The risk of cyber attacks is one of the few risks where the demand for insurance exceeds the supply. Despite the apparent opportunity, many traditional and alternative reinsurers have been reluctant to embrace this line of business. In this interview with PCS's Tom Johansmeyer, he explains how their new cyber index could enable a new class of transparent cyber transactions.
Does appetite for cyber risk exist among capital market investors?
Yes, although that appetite is still evolving. Some ILS funds are ready to trade now. Others just don’t want to go first—but do want access to cyber risk. And then you have the folks taking a ‘watch and wait’ strategy, along with a handful who’ve decided they’ll avoid cyber like the plague. Of this last group, I believe they’ll eventually change their minds—when cyber becomes a massive and unavoidable reality. That’s still pretty far off, though.
In the near term, the funds interested in cyber have indicated a preference for ILWs, as you saw recently with Hiscox’s announcement of cyber ILW capacity using the PCS® Global Cyber loss index. It provides an easier way to access what’s still an emerging risk.
What needs to be in place to structure products that would transfer cyber risk?

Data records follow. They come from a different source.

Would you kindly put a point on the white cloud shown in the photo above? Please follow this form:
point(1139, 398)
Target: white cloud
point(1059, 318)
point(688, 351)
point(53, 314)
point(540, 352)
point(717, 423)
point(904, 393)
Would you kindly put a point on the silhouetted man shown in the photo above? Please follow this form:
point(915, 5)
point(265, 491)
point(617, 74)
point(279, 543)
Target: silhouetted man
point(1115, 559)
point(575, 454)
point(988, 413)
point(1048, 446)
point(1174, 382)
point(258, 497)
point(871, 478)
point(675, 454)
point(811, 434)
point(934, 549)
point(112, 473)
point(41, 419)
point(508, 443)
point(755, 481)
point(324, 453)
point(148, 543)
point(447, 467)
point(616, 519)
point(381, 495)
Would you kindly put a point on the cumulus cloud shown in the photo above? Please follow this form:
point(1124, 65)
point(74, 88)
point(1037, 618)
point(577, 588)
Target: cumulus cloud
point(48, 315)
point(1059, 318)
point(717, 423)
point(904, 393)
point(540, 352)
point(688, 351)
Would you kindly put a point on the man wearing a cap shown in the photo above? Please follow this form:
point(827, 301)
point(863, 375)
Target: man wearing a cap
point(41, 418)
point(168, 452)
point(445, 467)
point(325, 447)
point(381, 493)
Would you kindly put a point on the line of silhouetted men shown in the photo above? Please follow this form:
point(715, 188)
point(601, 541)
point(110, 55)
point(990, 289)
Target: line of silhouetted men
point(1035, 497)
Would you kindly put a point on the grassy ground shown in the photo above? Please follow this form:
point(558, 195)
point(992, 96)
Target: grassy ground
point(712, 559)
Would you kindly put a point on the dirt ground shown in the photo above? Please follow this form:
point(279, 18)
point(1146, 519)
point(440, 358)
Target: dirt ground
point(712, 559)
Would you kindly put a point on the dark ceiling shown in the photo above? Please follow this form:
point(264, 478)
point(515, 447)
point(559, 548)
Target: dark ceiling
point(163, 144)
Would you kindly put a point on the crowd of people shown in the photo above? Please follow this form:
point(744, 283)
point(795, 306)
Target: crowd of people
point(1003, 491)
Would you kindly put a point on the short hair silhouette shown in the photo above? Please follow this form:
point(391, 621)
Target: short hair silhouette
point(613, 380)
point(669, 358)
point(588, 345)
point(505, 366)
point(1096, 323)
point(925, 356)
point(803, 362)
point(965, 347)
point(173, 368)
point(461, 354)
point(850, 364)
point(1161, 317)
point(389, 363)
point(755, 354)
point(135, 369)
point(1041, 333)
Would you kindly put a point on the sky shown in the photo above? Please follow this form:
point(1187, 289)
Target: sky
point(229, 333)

The lack of an independent, credible industry loss index was probably the greatest barrier to market development—and we’ve addressed that issue. Additionally, there are plenty of modelling tools now available, in addition to the proprietary models that risk bearers have developed. To make progress now, it’s a matter of putting the pieces together and trading. And that’s starting to happen. The rest, frankly, will come from market need. As demand for capacity increases at every link in the risk and capital supply chain, risk bearers will find a way to make it all work.

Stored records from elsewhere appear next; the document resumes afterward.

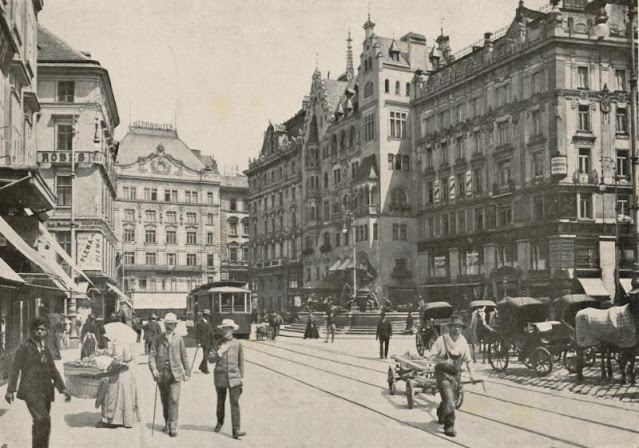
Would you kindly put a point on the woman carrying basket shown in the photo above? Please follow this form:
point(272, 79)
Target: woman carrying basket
point(451, 351)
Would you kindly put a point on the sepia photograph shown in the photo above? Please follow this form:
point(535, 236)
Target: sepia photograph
point(299, 223)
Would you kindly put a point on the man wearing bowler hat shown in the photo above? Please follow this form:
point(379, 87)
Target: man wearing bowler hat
point(451, 351)
point(169, 365)
point(204, 333)
point(228, 373)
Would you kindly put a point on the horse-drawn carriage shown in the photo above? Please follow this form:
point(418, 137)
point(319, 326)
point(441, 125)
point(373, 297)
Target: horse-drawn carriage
point(538, 342)
point(432, 318)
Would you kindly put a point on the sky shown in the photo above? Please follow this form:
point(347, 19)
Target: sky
point(220, 70)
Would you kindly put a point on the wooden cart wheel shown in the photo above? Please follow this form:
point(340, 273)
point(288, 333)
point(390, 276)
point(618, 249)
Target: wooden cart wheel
point(392, 381)
point(570, 360)
point(498, 354)
point(541, 361)
point(410, 393)
point(590, 356)
point(459, 396)
point(419, 343)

How does an index help this process?
The use of an industry loss index could help the ILS market consume cyber risk in several ways. First, it makes the process of analysis and administration far easier. An underwriter just needs to understand how PCS Global Cyber works. He or she needn’t delve into the complexity of the underlying book of business. And if triggered, the claim process is smooth and, again, not tied to the underlying loss events (since PCS can publish a final estimate long before the underlying claims are settled).
Potentially more important, though, is the fact that an industry loss index trading can help cedants protect their proprietary information. For retrocessional trades, a reinsurer would have to reveal its positions to competitors, which is particularly challenging in a market as small as cyber is these days.

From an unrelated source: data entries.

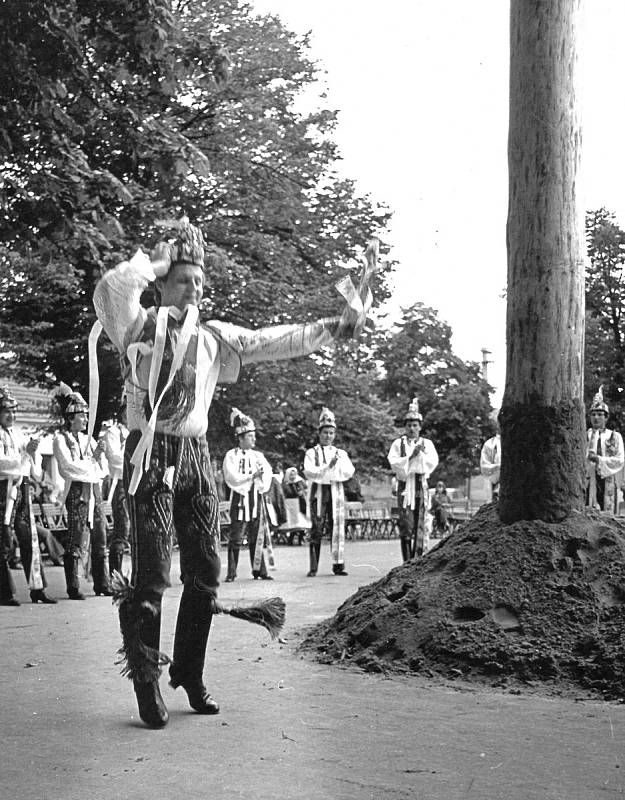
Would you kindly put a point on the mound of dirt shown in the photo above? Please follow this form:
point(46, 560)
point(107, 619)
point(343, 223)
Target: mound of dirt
point(540, 603)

Using an ILW, the cedant’s risk doesn’t factor into the discussion. The protection seller simply has to understand the PCS Global Cyber process and analyse the likelihood of triggering based on the structure of the ILW. The cedant can protect its proprietary information. The ability to provide some degree of opacity could help drive early trading, which will be crucial to the evolution of what should become a robust market.
Why does cyber have the potential to be a catastrophe class of business?
Cyber is interesting because it has risk loss characteristics and catastrophe loss characteristics. Right now, PCS Global Cyber focuses on risk losses of at least $20 million. You’ll find industry loss estimates for the likes of Merck and Equifax (along with Primera and Nuance Communications) in there.
But we’re working on expanding that to include cyber catastrophe loss estimates—with a catastrophe being several insurers and insureds affected by a single event (more event definition context is currently in development). That’s because we’ve seen the potential for catastrophe scenarios with significant insured loss potential, even if that potential hasn’t been actualised yet.
Even when you include silent cyber, though, there isn’t much loss history to examine for cyber catastrophe events. The PCS team is evaluating Petya/NotPetya right now and developing a cyber catastrophe loss estimate that accounts for both affirmative and silent cyber.
Going forward, cyber catastrophe risk will become increasingly important, particularly as the industry wraps its collective head around silent cyber, along with an increase in market adoption for affirmative cyber. We’re keeping an eye on cyber attacks on centralised service providers, which could wind up resulting in insured losses for their clients. The Dyn event from 2016 is of this ilk, as was the recent 7.ai event that affected Delta Air Lines, Sears, and Best Buy, among others.
What’s the potential for an insured to go to the capital markets directly—versus insurers looking to offset their peak risk?
For the past few years especially, there’s been plenty of discussion about original insureds going straight to the capital markets for protection in the catastrophe space. We’ve seen some experimentation, but serious traction has been elusive. From what I’ve seen, at least, pricing is usually the problem. Conceptually, it could work—for property-catastrophe risk and cyber. Execution will simply come down to whether the pricing works out.
What does set cyber apart from property-catastrophe risks (and other risks) for original insureds is that pressure could be coming on the entire cyber risk and capital supply chain. From retrocession straight down to the programme for the original insured, a capacity crunch is not an unrealistic expectation. That could have implications for corporates, which could cause them to hunt around for direct capacity. Whether that’s consistent with the objectives of capital markets capacity providers, though, remains to be seen.
Right now, the future is yet to be defined. The cyber insurance sector is still very new, and there’s plenty of potential. The needs of cedants and original insureds will decide the course we ultimately take.